Eight miles north of Shoshone, Idaho, off Highway 75 and two miles down a dirt road, is the Shoshone Bird Museum of Natural History. This little DIY museum holds a lot more than just birds though.
The collection is astounding in its size alone: There are hundreds of artifacts, including a wealth of taxidermy, African art, Alaskan fishing equipment, Stone Age tools, fossils, and various other historic and natural wonders of the world. A moderately close perusal would take several hours.
The building itself is a treasure too. Built from raw black lava rocks, individually stacked, the construction of the circular museum took 30 years.
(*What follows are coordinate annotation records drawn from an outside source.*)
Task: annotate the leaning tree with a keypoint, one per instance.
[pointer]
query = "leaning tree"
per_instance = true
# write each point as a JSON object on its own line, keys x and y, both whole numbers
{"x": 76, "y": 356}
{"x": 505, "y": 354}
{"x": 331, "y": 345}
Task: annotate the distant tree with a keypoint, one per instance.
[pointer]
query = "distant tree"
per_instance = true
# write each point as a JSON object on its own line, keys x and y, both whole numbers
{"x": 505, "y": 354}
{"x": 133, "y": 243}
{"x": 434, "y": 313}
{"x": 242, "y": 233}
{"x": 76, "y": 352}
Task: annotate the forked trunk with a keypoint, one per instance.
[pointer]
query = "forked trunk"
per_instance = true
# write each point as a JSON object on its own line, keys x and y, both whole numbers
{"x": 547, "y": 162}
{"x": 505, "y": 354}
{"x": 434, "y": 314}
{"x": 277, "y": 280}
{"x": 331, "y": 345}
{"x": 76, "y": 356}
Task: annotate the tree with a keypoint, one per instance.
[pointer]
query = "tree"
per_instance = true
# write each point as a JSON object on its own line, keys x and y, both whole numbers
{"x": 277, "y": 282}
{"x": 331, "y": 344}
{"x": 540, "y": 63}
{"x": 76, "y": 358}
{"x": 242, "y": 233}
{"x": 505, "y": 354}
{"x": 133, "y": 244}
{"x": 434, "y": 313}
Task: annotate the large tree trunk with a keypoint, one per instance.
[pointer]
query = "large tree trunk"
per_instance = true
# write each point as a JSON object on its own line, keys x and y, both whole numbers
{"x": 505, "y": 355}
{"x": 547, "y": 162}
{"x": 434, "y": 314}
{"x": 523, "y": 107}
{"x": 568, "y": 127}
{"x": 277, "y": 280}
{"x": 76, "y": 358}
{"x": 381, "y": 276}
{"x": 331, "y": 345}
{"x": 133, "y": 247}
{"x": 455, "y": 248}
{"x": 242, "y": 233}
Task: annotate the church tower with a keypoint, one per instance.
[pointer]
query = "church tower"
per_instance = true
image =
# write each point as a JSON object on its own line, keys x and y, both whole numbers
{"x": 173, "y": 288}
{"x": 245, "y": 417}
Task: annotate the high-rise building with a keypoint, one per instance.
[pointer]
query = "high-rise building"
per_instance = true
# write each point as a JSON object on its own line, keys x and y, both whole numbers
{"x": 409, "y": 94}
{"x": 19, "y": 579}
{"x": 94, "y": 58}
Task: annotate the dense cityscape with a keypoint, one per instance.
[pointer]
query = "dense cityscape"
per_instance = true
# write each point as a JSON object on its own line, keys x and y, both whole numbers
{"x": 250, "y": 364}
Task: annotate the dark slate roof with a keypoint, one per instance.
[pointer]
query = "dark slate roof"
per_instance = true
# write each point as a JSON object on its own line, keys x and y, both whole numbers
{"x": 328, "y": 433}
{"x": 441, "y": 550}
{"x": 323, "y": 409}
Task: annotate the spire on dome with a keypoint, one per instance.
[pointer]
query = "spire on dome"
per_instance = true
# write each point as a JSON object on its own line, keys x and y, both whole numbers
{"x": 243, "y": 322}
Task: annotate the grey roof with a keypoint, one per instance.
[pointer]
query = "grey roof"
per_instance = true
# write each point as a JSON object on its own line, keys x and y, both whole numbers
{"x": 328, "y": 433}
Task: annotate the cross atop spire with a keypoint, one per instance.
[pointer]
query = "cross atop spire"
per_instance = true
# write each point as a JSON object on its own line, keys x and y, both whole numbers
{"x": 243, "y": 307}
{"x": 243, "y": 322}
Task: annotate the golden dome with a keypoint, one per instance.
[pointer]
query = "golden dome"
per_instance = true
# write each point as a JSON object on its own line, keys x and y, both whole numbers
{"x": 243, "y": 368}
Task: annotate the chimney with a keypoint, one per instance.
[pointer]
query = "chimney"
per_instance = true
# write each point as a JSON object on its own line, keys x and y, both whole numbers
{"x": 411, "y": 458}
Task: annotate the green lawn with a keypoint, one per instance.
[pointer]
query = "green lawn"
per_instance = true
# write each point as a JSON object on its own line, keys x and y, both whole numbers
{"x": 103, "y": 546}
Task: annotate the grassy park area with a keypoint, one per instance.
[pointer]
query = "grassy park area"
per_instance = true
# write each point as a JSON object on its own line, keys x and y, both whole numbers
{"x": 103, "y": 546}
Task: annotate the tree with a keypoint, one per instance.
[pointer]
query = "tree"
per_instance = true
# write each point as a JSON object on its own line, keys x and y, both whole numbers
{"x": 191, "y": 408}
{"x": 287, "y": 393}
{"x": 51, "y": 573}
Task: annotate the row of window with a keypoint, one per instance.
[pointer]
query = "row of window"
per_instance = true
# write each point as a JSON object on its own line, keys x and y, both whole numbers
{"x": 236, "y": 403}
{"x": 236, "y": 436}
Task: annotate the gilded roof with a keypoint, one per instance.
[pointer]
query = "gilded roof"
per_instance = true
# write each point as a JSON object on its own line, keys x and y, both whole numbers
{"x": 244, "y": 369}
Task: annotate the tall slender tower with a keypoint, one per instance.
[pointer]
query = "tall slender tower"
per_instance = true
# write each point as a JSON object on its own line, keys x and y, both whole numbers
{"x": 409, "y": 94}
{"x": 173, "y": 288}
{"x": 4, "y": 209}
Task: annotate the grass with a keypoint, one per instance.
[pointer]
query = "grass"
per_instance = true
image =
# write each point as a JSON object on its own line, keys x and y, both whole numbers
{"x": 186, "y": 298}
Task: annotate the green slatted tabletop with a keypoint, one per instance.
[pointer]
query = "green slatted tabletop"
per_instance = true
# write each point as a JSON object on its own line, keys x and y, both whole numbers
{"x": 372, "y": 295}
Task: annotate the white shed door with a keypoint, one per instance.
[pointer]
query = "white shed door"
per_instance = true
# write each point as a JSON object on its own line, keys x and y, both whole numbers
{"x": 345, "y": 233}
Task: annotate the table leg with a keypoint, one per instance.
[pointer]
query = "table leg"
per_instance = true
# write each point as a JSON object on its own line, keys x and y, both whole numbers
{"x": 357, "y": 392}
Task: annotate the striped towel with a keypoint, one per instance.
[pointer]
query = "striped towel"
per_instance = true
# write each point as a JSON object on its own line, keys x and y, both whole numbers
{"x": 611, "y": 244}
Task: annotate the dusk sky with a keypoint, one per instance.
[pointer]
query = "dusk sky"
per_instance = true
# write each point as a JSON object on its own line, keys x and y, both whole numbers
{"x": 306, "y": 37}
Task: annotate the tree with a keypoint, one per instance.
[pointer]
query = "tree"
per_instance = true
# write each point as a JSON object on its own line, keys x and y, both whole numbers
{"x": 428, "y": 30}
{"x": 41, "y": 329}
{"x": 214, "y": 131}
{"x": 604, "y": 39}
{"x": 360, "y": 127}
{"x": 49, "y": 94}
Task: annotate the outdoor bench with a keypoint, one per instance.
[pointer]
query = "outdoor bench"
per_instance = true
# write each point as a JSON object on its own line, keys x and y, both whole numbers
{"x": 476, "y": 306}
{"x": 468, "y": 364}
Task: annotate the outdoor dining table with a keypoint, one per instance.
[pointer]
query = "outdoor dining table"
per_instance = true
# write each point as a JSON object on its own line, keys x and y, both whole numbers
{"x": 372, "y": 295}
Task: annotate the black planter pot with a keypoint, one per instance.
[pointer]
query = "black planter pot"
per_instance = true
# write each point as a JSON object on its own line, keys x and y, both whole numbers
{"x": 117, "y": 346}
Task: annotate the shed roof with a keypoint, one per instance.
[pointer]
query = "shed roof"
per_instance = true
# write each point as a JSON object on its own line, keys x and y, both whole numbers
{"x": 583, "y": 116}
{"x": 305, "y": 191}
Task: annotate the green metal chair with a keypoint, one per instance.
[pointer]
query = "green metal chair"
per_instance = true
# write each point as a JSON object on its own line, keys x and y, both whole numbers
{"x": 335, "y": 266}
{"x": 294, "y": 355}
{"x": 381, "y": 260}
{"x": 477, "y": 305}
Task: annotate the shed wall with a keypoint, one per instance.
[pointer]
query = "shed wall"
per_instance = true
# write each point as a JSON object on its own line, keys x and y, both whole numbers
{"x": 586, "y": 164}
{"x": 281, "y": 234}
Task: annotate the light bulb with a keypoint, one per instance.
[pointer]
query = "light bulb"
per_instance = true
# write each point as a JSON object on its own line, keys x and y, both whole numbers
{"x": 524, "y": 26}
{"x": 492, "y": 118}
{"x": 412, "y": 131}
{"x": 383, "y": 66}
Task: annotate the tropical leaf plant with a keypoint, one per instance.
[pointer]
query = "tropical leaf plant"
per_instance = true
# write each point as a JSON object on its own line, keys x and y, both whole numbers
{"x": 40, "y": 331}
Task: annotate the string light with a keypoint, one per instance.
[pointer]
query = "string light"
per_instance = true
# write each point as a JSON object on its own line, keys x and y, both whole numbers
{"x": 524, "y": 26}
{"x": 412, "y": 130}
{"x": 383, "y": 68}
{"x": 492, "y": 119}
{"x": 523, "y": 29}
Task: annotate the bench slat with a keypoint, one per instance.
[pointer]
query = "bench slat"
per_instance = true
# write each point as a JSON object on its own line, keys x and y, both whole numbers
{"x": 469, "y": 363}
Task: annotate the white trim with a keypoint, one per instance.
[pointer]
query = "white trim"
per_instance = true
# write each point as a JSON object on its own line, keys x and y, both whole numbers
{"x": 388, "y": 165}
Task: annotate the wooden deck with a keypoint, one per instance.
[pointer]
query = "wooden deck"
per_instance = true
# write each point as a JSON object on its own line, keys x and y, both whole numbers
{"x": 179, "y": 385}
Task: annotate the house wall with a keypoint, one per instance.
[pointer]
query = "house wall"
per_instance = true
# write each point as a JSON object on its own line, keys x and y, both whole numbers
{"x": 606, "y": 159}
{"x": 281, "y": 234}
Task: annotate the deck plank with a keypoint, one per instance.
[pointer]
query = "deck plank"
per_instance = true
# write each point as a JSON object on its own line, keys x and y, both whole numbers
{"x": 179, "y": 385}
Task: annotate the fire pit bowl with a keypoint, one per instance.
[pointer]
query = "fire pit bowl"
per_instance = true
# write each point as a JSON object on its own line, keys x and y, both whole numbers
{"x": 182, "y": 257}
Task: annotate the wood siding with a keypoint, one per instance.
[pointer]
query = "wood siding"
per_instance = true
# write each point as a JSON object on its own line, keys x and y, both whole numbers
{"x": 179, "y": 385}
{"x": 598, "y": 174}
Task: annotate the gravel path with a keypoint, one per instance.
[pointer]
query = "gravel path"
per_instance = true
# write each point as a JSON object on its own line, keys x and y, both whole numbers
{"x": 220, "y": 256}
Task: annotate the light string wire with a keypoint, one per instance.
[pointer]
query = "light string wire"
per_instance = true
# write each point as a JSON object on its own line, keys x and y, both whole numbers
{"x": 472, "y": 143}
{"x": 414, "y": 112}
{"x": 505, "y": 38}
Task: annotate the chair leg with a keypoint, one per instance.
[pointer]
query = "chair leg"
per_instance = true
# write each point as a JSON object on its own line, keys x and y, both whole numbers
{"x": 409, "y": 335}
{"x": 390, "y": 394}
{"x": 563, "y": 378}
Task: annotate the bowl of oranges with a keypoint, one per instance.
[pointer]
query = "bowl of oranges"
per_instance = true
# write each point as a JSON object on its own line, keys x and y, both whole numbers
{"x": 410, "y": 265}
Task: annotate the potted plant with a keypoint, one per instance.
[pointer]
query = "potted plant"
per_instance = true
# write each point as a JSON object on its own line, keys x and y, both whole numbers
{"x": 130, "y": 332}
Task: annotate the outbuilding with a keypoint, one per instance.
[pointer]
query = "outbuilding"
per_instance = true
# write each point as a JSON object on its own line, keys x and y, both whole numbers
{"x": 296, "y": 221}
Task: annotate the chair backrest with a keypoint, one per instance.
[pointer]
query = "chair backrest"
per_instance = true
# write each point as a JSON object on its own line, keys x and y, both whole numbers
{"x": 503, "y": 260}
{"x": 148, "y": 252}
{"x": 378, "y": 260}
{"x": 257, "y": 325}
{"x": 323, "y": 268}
The museum is a family project, separately owned by three generations of Olsen men, all of them collectors. A complete history is available onsite, and a tour of the museum incorporates family history into explanation of the curiosities.
Also onsite is Mammoth Cave, a lava rock cave used by Stone Age settlers. It was discovered by the second Olsen in 1954, who used it to grow mushrooms, and later opened it as a public attraction alongside his museum. In the 1960s the government designated the cave as a Civil Defense Shelter. In the event of Soviet attack, citizens could take refuge in the cavern, just as settlers long before them had. Though the threat of nuclear attack has faded since then, the dirt road leading to the museum still bears the name “Mammoth Cave Civil Defense Shelter Road.”